В поэтическом цикле гномы ставятся автором в один ряд со страхами и змеями (1, 319). Эти образы объединены общим значением возможной угрозы, приходящей из темноты. В фейной стране эти персонажи строят в темноте замки для своих царей. Толпа гномов вызывает у поэта смех, а их уродство - маленький рост - отвращение. Сравнивая гнома с кротом, автор как бы разоблачает таинственность образов, однако, тем самым, указывает на способности к оборотничеству (2, 304).

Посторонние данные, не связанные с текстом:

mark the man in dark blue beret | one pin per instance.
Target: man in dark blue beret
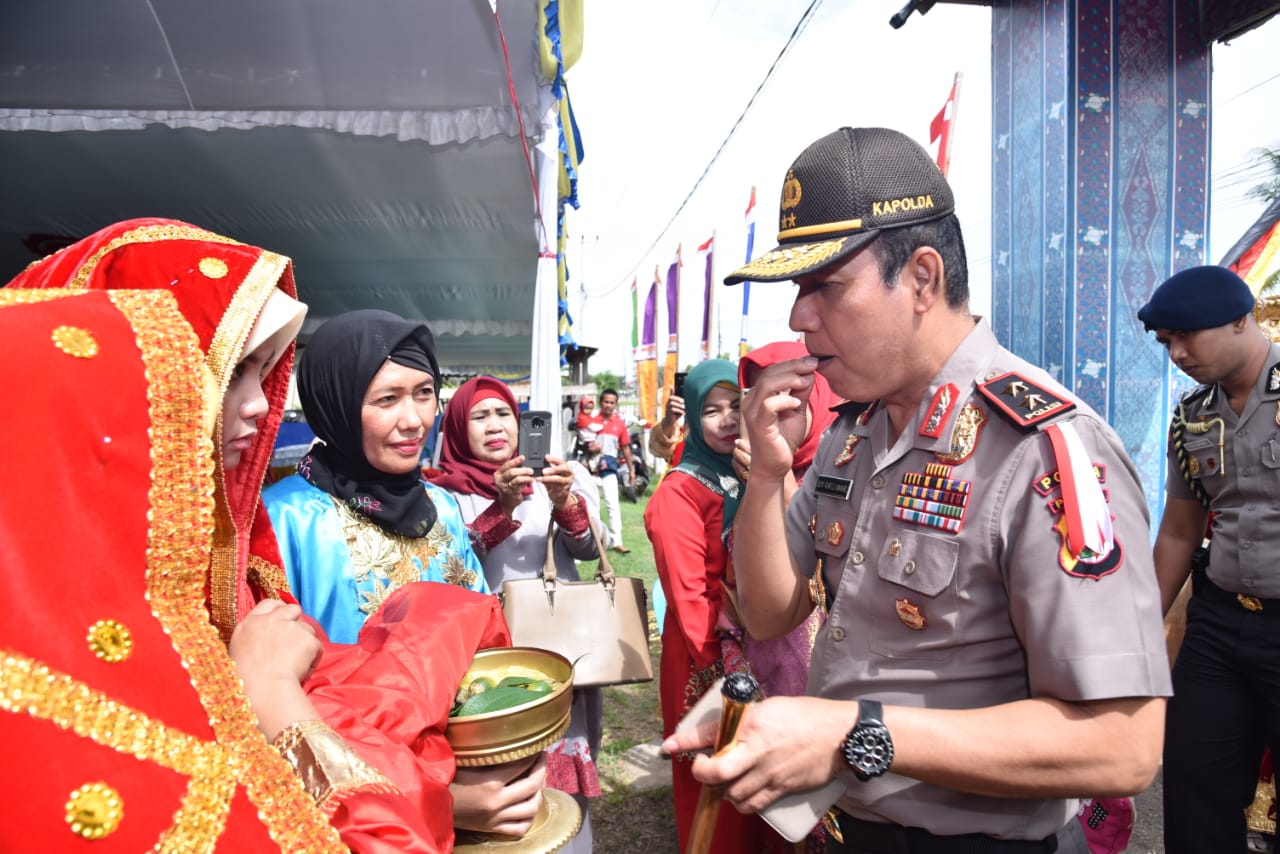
(1224, 464)
(1201, 297)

При создании мира “Фейных сказок” К.Д. Бальмонт использовал мифологические образы. Поэт обращался к славянскому и западноевропейскому фольклору, но конечный выбор средств художественной выразительности диктовался желанием придать каждому образу неповторимые индивидуальные черты. Свободное обращение с фольклорными материалами, соединение славянского и западноевропейского позволили К.Д. Бальмонту творчески воспринять, оригинально использовать мифологические образы и создать неповторимый мир “Фейных сказок”.

Литература

1. Бальмонт К.Д. Стихотворения. – Л.: Советский писатель, 1969.

2. Бальмонт К.Д. Избранное: Стихотворения. Переводы. Статьи. – М.: Правда, 1991

3. Афанасьев А.Н. Поэтические воззрения славян на природу. – М.: Советский писатель, 1995.

4. Гримм В.К., Я. Собрание сочинений. Пер. под ред. П.Н. Полевого. - "Алгоритм", 1998.

5. Грушко Е.К., Медведев Ю.М. Словарь славянской мифологии. – Н. Новгород: “Русский купец” и “Братья-славяне”, 1996.

6. Мифы народов мира. – М.: Советская энциклопедия, 1980.

7. Народные русские сказки А.Н. Афанасьева в трех книгах. книга 1 – М.: Московские новости, 1992.

8. Ожегов С.И., Шведова Н.Ю. Толковый словарь русского языка. – М.: Азъ, 1996.

9. Пропп В. Полное собрание трудов: В 8 т. т.2: Исторические корни Волшебной Сказки. – М.: Лабиринт, 1988.

10. Славянская мифология: Энциклопедический словарь. – М.: Эллис Лак, 1995.

Шебловинская А.Н. Тематическая лексика “Фейных сказок” К.Д. Бальмонта // Штудии – 2: Межвузовский сборник статей молодых ученых. – Смоленск, СГПУ, 2001.